Die Analyse ist eindeutig und beschönigt nichts. Afghanistan sei noch immer von einem dauerhaften Frieden weit entfernt, heißt es im jüngsten Fortschrittsbericht der Bundesregierung. Trotz der gewaltigen Anstrengungen der internationalen Schutztruppe bei der Ausbildung einer nationalen afghanischen Polizei und Armee seien die „regierungsfeindlichen Kräfte weiterhin handlungsfähig“. Ein großes Problem stellten die sogenannten „Innentäter“ dar, afghanische Polizisten oder Soldaten, die in Diensten der Taliban Anschläge verüben. Alleine in diesem Jahr seien bei derartigen Selbstmordkommandos 42 ausländische Soldaten ums Leben gekommen.
Doch die Konsequenzen, die Bundeskanzlerin Angela Merkel, ihr Außenminister Guido Westerwelle und Verteidigungsminister Thomas de Maiziere aus dieser düsteren und zu wenig Hoffnung Anlass gebenden Analyse ziehen, scheinen dem Befund geradezu zuwider zu laufen. Um das geschundene Land am Hindukusch auf seinem Weg zu unterstützen, halten sie die Zahl der deutschen Soldaten nicht stabil oder stocken das Kontingent sogar noch auf, sondern verkleinern es von derzeit 4760 auf 3300 Soldatinnen und Soldaten bis Anfang 2014.
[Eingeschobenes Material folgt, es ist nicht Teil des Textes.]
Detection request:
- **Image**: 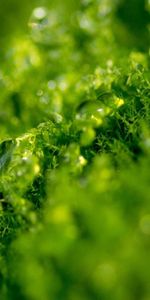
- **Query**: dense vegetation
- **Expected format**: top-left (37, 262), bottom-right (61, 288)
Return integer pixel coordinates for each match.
top-left (0, 0), bottom-right (150, 300)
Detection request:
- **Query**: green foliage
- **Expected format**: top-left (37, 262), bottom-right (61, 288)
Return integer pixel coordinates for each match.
top-left (0, 0), bottom-right (150, 300)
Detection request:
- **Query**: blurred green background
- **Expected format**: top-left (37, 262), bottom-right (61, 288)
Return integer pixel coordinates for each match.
top-left (0, 0), bottom-right (150, 300)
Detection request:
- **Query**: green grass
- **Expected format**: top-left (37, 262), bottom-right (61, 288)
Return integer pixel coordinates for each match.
top-left (0, 0), bottom-right (150, 300)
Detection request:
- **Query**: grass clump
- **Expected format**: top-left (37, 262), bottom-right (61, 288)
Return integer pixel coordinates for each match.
top-left (0, 0), bottom-right (150, 300)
Vor allem Kampftruppen, die immer wieder in gefährliche Auseinandersetzungen mit den Taliban verwickelt werden, sollen das Land verlassen, Ausbilder und Trainer, die überwiegend hinter dem Schutz hoher Mauern agieren, hingegen weiter bleiben. Pünktlich zum Auftakt des Wahljahres will die Koalition die freudige Botschaft „Wir holen unsere Jungs heim“ unter das Volk bringen, das zunehmend am Sinn des Einsatzes zweifelt.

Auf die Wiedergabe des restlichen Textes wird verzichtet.